A new survey by Elance, a freelance job site, finds that plenty of American workers are escaping their local economies through virtual work. Despite a high unemployment rate, Detroit's growing ranks of freelancers are increasing their earnings online (a 745 percent quarter over quarter growth through Elance's platform, the company notes, though probably not from a huge base). Freelancers in Carson City, Nev., with its high unemployment and foreclosure rates, saw a similar jump in earnings.

Establishing a freelance career isn't easy, of course. But one option is to spend a year in a city with a thriving economy, in order to make lots of contacts. Once you've got the clients lined up, jet off to a town where the cost of living is low. Fly back to New York (or San Francisco, or Los Angeles, or Chicago) a few times a year to keep up your contacts and have meetings. Even the cost of airfare and hotel rooms is dwarfed by the savings of living in a place where you can buy a home for 5 digits. If you also choose a state with a low state income tax, you'll really come out ahead.

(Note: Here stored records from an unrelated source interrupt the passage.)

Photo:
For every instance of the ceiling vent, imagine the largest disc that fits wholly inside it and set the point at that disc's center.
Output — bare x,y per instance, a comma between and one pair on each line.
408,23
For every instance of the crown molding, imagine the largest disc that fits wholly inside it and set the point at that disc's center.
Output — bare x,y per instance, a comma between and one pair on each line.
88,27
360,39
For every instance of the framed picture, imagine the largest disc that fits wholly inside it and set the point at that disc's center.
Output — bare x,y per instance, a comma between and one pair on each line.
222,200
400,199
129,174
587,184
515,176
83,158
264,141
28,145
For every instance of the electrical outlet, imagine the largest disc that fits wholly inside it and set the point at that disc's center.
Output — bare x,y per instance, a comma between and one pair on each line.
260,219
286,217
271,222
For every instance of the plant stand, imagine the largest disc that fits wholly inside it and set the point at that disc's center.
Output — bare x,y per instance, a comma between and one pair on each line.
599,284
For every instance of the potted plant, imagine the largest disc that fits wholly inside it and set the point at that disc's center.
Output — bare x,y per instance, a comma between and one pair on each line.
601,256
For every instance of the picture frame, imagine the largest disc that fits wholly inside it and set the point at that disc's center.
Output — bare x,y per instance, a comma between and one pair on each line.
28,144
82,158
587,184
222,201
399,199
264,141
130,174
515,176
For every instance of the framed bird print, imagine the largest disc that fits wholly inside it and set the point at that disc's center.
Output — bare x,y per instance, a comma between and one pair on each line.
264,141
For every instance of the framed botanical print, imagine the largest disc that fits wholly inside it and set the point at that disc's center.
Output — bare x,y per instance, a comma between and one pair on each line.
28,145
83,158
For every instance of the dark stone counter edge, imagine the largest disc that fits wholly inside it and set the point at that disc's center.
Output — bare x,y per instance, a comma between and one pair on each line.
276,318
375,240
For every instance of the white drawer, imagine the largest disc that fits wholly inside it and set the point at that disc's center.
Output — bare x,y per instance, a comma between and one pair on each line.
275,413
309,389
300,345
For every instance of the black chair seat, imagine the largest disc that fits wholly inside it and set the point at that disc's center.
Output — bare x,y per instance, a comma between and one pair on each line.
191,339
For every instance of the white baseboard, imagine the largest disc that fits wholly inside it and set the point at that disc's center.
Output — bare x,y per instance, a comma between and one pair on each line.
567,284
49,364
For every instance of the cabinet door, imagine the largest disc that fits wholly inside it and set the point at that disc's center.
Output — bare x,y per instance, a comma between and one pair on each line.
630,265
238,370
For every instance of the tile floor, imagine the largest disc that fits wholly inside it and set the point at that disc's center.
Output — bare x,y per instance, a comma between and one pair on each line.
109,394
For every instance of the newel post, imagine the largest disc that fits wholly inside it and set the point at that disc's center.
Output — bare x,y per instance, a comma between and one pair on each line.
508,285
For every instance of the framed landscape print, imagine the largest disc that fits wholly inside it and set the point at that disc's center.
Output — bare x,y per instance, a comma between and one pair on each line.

In a world where work had to be done in one place, cities fell into a winner-take-all pattern. Once a city became a job center, more people moved in just because that's where the jobs were. It would drive up the cost of living for everyone. But in a well-connected world, location becomes less important. You can keep your base expenses low and still earn a lot.

Would you ever live somewhere different from where you worked?